Moving on to the consumer/receiver:

// I pretend this is fixed, but in general, it doesn't have to be.
#DEFINE FDS_EXPECTED ...
int fds[FDS_EXPECTED];
 
struct msghdr msgh = {0};
struct iovec iov;
union {
	struct cmsghdr cmsgh;
	char control[CMSG_SPACE(sizeof(fds))];
} control_un;
 
char arbitrary_message[1];
iov.iov_base = &arbitrary_message;
iov.iov_len = sizeof(arbitrary_message);
 
// all the same nonsense, for the most part
msgh.msg_name = NULL;
msgh.msg_namelen = 0;
msgh.msg_iov = &iov;
msgh.msg_iovlen = 1;
msgh.msg_control = control_un.control;
msgh.msg_controllen = sizeof(control_un.control);
 
ssize_t bytes_read = recvmsg(client_socket, &msgh, 0);
if (bytes_read == -1) {
	perror("recvmsg");
	// cleanup ...
}
 
struct cmsghdr *cmsg;
int num_fds = 0;
// we check if the first control message, looping until we get a non-null one
for (cmsg = CMSG_FIRSTHDR(&msgh); cmsg != NULL; cmsg = CMSG_NXTHDR(&msgh, cmsg)) {
	if (cmsg->cmsg_level == SOL_SOCKET && cmsg->cmsg_type == SCM_RIGHTS) {
		fds = (int *)CMSG_DATA(cmsg);
		break;
	} else {
		// received wrong kind of control message
	}
}
 
// validate everything else, etc.

Note that the integer associated with the file description across each process can be different (and honestly, unless you’re extraordinary lucky, it should), but it will point to the same description. You can verify this through manipulating the file offset with lseeks and observing it on another process, or by using the kcmp syscall.

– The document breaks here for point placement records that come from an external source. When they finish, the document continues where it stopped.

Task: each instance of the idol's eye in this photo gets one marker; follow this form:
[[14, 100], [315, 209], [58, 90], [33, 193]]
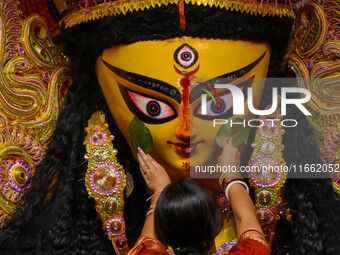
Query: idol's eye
[[185, 56], [148, 109], [216, 107]]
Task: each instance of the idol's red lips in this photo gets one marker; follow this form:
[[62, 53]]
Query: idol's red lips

The kernel maintains a mapping of file descriptor → file description.

You now need to find a method of synchronizing the two descriptors. Note that fcntl locks will NOT work as you expect for synchronization (see fcntl-atomic-locks), so you need a different mechanism. Futexes like semaphores and mutexes work, but you need to have a different mechanism to send them to a separate process, or mmap the underlying data inside the descriptor to point it to the futex and then have the consumer take mutual ownership of it.

I prefer using eventfd though, since you can send it with the descriptor via UDS sockets. It does involve the use of read/write syscalls since it isn’t in the user-space, but life is all about tradeoffs. Also can do epoll nonsense if you’re into that like me.

View the manpages for more reference about unix domain sockets and control messages in general.